The Federal Deposit Insurance Corporation released an internal review evaluating its supervision of Signature Bank between 2017 and the bank’s failure in March. According to the review, “the root cause of [Signature Bank’s] failure was poor management,” with the FDIC noting that the bank “pursued rapid, unrestrained growth” while failing to maintain “adequate risk management practices.” In addition, the FDIC said Signature Bank had subpar corporate governance, regularly ignored FDIC recommendations and relied too heavily on uninsured deposits.

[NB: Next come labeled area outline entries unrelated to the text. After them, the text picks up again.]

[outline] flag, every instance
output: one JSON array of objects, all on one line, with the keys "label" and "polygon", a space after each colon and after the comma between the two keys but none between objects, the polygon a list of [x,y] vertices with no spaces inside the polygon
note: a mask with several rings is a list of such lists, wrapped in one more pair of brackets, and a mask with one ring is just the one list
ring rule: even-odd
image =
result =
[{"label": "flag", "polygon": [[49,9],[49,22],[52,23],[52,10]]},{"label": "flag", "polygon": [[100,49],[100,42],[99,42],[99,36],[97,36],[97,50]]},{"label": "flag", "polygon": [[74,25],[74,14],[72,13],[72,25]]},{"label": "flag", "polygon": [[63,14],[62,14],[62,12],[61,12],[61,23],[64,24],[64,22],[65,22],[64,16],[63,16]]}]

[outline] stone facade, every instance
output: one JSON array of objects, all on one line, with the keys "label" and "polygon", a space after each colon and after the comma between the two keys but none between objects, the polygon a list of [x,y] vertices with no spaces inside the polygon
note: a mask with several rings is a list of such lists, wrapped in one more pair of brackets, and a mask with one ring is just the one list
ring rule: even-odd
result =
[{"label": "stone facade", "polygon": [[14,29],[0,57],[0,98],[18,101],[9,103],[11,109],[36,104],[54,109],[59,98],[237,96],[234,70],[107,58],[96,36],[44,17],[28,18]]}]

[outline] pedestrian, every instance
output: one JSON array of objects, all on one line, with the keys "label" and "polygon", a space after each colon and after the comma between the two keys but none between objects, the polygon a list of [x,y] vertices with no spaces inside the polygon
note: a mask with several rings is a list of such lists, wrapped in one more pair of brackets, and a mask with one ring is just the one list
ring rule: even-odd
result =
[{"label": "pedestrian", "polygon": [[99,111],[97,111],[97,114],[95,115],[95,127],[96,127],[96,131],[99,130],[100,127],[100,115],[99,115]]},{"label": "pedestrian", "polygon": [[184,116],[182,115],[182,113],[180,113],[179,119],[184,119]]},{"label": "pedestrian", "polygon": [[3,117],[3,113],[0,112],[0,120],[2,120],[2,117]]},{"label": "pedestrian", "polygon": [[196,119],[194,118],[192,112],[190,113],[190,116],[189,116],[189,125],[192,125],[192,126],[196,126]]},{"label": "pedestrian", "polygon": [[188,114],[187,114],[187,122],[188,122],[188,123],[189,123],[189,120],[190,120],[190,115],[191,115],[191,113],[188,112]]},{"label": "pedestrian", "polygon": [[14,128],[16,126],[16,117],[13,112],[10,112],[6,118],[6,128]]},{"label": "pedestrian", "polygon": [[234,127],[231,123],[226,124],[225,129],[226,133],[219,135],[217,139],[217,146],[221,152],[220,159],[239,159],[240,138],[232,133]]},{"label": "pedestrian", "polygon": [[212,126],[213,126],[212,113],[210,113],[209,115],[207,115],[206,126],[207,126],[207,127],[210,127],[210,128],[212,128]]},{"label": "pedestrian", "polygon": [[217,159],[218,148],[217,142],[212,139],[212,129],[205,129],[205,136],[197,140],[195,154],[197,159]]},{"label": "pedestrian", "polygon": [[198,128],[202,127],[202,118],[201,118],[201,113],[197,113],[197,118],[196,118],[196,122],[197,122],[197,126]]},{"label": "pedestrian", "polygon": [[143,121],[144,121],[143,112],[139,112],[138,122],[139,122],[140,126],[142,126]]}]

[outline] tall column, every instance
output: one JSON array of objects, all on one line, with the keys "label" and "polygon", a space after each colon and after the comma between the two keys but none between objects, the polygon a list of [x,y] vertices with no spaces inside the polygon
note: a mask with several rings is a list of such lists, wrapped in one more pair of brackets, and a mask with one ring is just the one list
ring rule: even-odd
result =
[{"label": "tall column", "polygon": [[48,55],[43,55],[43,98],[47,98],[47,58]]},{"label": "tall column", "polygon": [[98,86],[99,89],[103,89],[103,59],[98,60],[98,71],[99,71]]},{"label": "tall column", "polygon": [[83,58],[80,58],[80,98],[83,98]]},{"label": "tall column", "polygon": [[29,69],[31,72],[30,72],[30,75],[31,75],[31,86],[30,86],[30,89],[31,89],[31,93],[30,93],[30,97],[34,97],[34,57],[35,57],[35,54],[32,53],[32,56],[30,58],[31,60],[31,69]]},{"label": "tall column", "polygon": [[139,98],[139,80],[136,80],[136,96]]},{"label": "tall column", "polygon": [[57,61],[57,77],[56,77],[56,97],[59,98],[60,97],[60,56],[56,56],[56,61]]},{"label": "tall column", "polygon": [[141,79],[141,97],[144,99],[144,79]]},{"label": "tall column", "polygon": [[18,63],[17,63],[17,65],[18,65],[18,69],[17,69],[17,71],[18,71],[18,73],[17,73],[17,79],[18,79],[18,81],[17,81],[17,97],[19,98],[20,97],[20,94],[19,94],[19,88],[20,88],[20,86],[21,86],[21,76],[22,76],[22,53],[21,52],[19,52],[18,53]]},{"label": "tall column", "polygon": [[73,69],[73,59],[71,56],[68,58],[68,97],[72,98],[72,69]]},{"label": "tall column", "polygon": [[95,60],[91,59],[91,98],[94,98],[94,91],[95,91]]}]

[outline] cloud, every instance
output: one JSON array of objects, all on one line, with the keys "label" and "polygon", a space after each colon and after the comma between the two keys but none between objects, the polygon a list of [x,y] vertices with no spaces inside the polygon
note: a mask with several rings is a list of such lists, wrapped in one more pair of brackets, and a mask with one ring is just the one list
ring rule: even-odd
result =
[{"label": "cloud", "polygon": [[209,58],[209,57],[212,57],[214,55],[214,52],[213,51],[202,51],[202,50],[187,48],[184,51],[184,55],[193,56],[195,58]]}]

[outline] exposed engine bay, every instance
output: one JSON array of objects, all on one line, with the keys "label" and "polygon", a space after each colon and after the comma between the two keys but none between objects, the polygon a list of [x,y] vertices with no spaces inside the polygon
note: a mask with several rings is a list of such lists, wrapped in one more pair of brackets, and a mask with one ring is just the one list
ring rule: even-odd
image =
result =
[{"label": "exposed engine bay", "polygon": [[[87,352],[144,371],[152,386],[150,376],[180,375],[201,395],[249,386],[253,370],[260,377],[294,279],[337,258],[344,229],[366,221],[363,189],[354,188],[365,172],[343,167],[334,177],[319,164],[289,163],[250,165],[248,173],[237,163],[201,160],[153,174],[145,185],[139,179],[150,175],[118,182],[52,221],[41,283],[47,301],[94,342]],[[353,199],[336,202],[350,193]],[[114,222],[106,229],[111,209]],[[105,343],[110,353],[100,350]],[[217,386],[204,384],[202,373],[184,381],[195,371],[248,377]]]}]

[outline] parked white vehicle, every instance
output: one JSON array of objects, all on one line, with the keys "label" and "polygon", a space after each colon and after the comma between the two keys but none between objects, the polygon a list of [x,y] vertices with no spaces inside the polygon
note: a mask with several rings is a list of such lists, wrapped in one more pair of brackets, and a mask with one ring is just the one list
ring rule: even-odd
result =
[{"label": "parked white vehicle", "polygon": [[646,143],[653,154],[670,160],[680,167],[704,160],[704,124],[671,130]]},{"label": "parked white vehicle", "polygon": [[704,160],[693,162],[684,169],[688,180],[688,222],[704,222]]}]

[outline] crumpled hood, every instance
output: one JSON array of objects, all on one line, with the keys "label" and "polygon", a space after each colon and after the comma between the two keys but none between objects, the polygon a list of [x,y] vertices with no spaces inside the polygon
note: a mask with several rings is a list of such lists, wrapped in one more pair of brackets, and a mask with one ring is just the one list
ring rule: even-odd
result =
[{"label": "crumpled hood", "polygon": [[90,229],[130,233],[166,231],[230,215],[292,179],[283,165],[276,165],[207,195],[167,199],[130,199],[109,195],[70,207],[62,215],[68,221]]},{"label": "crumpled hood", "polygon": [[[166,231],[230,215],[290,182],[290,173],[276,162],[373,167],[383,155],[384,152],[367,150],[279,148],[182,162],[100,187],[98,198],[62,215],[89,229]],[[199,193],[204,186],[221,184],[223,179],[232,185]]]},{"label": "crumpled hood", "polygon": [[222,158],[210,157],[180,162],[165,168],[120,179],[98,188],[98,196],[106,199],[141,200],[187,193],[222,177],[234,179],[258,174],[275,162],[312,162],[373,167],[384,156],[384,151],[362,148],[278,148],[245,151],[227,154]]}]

The FDIC also included details on its supervisory actions in the report, including targeted reviews, ongoing monitoring, the issuance of supervisory letters and roll-up reports of examination. However, the agency admitted it “could have escalated supervisory actions sooner.”

“Maintaining safety and soundness requires effective challenge from the regulators and receptivity and responsiveness from the banks,” the report said. “In the case of [Signature Bank], the bank could have been more measured in its growth, implemented appropriate risk management practices, and been more responsive to the FDIC’s supervisory concerns, and the FDIC could have been more forward–looking and forceful in its supervision.”

Signature Bank was closed by the New York Department of Financial Services on March 12 and the FDIC was appointed as receiver. The FDIC established and operated Signature Bridge Bank until March 19, when it entered into a purchase and assumption agreement with Flagstar Bank, a subsidiary of New York Community Bancorp, to assume the deposits and a certain assets of the bridge bank.